TWENTY-FIVE miles north of Kagoshima along the Izumi Road lies some rich coastal terrain. Here to the northwest of Hioki by the Satsuma district border is the land of Kushikino, one of more than a hundred areas that once made up the old province of Satsuma. It is a warm, scenic stretch of coast. A backdrop of mountains, the Yaeyama range, sweeps across the skyline from Mount Kanmuri to Mount Benzaiten in the north. Far below, the waters of the East China Sea wash along the shores of Atakai Bay.1
In times past, this area lay within the territories of the Shimazu family, the daimyo rulers of the Satsuma domain. The land was under the jurisdiction of an absentee lord who lived in Kagoshima, the seat of Shimazu power. In practice, affairs here were run by his agents from a makeshift office in the town of Kushikino.
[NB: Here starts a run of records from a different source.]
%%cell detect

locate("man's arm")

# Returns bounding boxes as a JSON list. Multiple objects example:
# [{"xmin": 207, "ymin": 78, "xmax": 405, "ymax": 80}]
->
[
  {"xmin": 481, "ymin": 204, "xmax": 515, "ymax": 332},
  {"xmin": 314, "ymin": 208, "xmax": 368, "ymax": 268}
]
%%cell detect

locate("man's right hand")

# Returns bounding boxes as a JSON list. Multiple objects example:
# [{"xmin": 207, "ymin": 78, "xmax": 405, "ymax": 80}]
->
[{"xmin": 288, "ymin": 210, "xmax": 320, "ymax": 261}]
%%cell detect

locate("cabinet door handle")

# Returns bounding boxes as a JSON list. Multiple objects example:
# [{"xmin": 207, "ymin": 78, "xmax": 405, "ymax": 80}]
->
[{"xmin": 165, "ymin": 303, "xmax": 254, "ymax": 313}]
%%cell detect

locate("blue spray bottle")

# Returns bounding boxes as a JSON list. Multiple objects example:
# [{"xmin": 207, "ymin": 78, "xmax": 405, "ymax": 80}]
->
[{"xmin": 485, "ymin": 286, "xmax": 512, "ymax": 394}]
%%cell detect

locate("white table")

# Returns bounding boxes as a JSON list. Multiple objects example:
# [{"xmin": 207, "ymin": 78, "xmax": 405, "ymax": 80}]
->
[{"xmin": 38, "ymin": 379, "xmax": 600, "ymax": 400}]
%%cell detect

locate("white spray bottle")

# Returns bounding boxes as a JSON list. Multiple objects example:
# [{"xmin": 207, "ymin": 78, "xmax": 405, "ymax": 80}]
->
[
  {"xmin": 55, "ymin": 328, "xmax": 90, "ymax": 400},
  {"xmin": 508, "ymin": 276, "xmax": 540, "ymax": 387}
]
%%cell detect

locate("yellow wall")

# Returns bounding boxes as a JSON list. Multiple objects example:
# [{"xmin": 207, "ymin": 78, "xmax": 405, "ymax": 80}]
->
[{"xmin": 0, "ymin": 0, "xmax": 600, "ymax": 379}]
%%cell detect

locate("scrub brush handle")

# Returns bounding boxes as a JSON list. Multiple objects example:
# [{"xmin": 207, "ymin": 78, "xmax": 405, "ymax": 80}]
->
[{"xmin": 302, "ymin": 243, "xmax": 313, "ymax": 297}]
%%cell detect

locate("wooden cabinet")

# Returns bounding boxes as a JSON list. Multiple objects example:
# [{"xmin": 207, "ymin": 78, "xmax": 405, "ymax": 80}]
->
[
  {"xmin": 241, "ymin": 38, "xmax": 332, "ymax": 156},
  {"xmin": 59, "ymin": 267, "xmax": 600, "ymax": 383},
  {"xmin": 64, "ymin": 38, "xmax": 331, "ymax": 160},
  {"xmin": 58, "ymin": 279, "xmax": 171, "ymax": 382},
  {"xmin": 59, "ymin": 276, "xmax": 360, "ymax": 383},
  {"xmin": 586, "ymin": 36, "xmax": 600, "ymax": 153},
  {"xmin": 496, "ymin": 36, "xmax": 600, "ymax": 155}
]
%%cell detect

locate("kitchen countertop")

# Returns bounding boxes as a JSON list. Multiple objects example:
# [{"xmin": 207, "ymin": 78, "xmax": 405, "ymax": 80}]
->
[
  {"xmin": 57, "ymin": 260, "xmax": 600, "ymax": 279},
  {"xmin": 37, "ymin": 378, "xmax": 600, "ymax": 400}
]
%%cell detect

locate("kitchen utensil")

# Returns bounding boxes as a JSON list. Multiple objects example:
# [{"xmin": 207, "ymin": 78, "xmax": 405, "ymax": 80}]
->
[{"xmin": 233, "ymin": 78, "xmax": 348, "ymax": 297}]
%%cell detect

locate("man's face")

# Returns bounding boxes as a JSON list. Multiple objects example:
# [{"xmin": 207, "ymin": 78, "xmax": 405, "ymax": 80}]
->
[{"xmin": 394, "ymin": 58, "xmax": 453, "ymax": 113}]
At the northern extremity of Atakai Bay, five miles beyond this old outpost of administrative control, lies the little village of Hashima. From the fine natural harbour here, the Koshikijima Islands can be seen far out to sea in the distance. It is a secluded spot, sheltered from northwesterly gales in winter by the shoulder of Mount Benzaiten rising from the sea to the north. The climate feels quite tropical, unusually warm even in these southern parts.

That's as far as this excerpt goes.